A police member stands in front of trucks blocking downtown streets as a rally against COVID-19 restrictions, which began as a cross-country convoy protesting a federal vaccine mandate for truckers, continues in Ottawa, on Wednesday, February 9, 2022. THE CANADIAN PRESS/ Patrick Doyle

A police member stands in front of trucks blocking downtown streets as a rally against COVID-19 restrictions, which began as a cross-country convoy protesting a federal vaccine mandate for truckers, continues in Ottawa, on Wednesday, February 9, 2022. THE CANADIAN PRESS/ Patrick Doyle

NDP want U.S. ambassador to testify about American funding of Ottawa protests

Funding called an attack on Canada’s democracy

The NDP is calling on the U.S. ambassador to testify before the House of Commons foreign affairs committee, saying American funding of the nearly two-week-long anti-vaccine mandate protest in Ottawa is an attack on Canada’s democracy.

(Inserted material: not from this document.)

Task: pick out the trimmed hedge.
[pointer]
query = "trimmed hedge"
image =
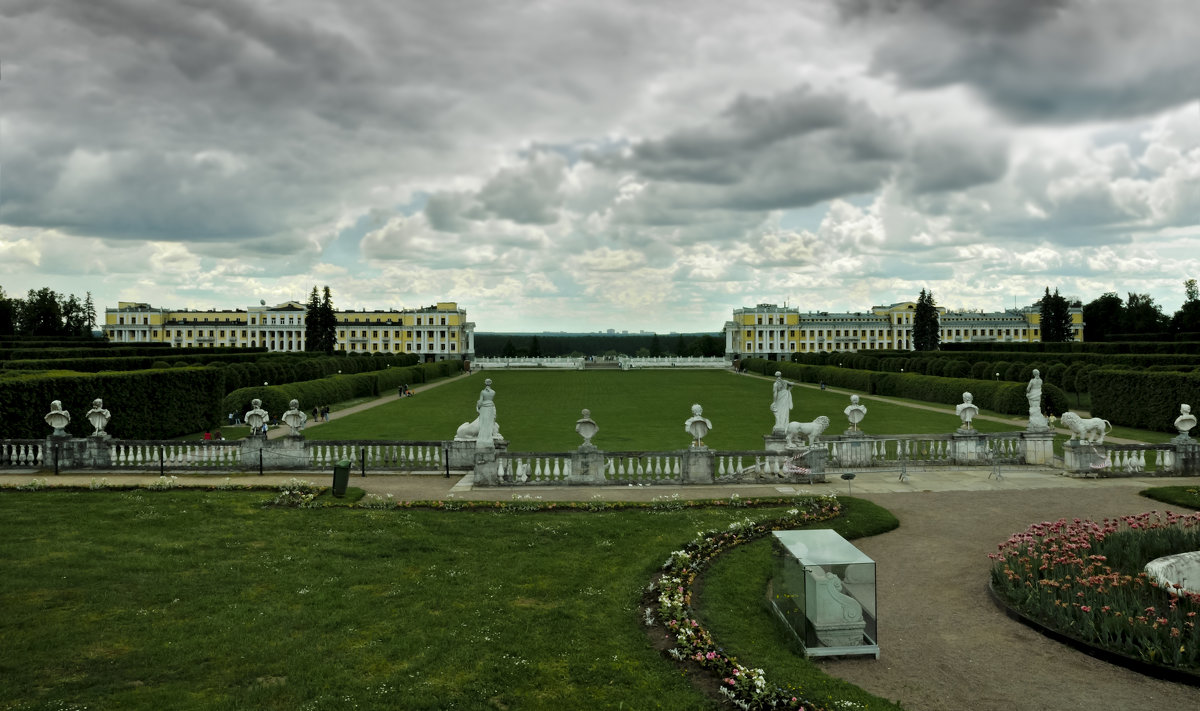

A significant amount of the more than $10 million in donations to the demonstration came from U.S. donors. The Commons committee meets today and would need unanimous consent of all parties to issue an invitation to Ambassador David Cohen.

Protesters have been warned by police that if they continue blocking streets they could be charged with mischief to property, have their vehicles and other property seized and possibly forfeited, and that charges or convictions may lead to them being barred from travelling to the United States.

The declaration from police comes after municipal officials in Ottawa spoke with the federal government to find solutions to end the protest that has sparked solidarity rallies, some of which have blocked traffic at border crossings in Coutts, Alta., and the busy Windsor-Detroit Ambassador Bridge crossing.

Emergency Preparedness Minister Bill Blair says Ottawa residents have been subjected to “acts of thuggery and disrespect” by demonstrators, and the government is working to ensure Ottawa police have the “resources that they need to enforce the law to restore public order and to bring this unlawful protest to an end.”

Prime Minister Justin Trudeau says he spoke with Ontario Premier Doug Ford about the blockades in Windsor, Ont., and Ottawa on Wednesday evening, adding that the federal and provincial governments will be working to “get the situation under control.”